El vicepresidente del Centro de Estudios Nacionales de Desarrollo Alternativo (CENDA) destacó recientemente la importancia estratégica de defender y desarrollar CODELCO en un evento celebrado en Santiago. En sus declaraciones, subrayó que esta estatal no solo ha sido fundamental para la economía chilena durante más de medio siglo, sino que su seguridad y estabilidad son temas prioritarios de seguridad nacional, especialmente en un contexto donde su solvencia está siendo cuestionada por autoridades del gobierno actual. Estos ataques provienen de figuras prominentes como el Ministro de Minería, quien ha hecho declaraciones alarmantes que recuerdan a las exageraciones que llevaron a reprimendas por parte de la Contraloría General de la República en el pasado, lo cual genera preocupación sobre la integridad de CODELCO como pilar industrial del país.

Las recientes acciones de un diputado, quien preside la comisión de minería y ha realizado un cabildeo constante en contra de CODELCO, refuerzan la percepción de un ataque coordinado hacia la empresa. En el pasado, este mismo parlamentario buscó desacreditar el acuerdo entre CODELCO y SQM con argumentos que fueron descalificados incluso por el expresidente del Directorio de CODELCO, Máximo Pacheco Matte. La búsqueda de firmar nuevas investigaciones en contra de la estatal pone de manifiesto una estrategia que, según muchos críticos, se asemeja a un intento por debilitar a la empresa con fines de privatización, lo que preocupa a diversos sectores de la sociedad.

La gestión de Dn. Máximo Pacheco Matte fue reconocida por su valor y transparencia en la reciente junta de accionistas. En su exposición, Pacheco analizó las dificultades enfrentadas por CODELCO, incluyendo el desafío de operar yacimientos cupríferos con leyes significativamente reducidas, lo que dificulta la extracción eficiente de cobre. A pesar de estos obstáculos, la estrategia adoptada por la administración busca asegurar un futuro sólido para la corporación, destacando su papel como líder mundial en la producción de cobre y litio.
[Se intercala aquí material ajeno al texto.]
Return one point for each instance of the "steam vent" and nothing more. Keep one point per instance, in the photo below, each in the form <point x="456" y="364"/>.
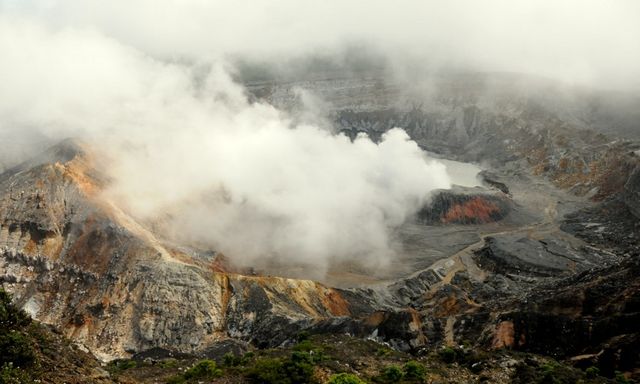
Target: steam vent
<point x="319" y="192"/>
Este enfoque proactivo ha generado confianza, aunque la desinformación y la difamación continúan amenazando el clima que rodea a CODELCO.

Un aspecto crucial mencionado por Pacheco es el endeudamiento de CODELCO, el cual se mantiene en niveles prudentes cuando se considera su capacidad de generación de caja, que ha promediado 18 millones de dólares diarios en la última década. A pesar de que el mercado financiero considera el nivel de deuda manejable, se argumenta que CODELCO podría disminuir su endeudamiento significativamente si estuviera sujeta a una tributación equitativa, lo que resalta la paradoja de que la estatal, que aporta enormemente al fisco, no recibe apoyo proporcional. Este contexto plantea interrogantes sobre la justicia fiscal y la manera en que las empresas estatales son tratadas en comparación con las privadas.

Finalmente, CODELCO no solo ha sido vital para las arcas fiscales, aportando el equivalente a la mitad del producto interno bruto de 2025 desde su nacionalización, sino que también ha demostrado su compromiso con el desarrollo industrial a nivel nacional. A medida que se enfrenta a presiones externas y a ataques internos, queda claro que defender esta empresa es esencial para preservar la soberanía y el patrimonio nacional. La historia de CODELCO es una narración de resistencia y éxito que debe ser protegida y celebrada, pues su desarrollo no es solo una cuestión de beneficio económico, sino un imperativo estratégico para la seguridad nacional.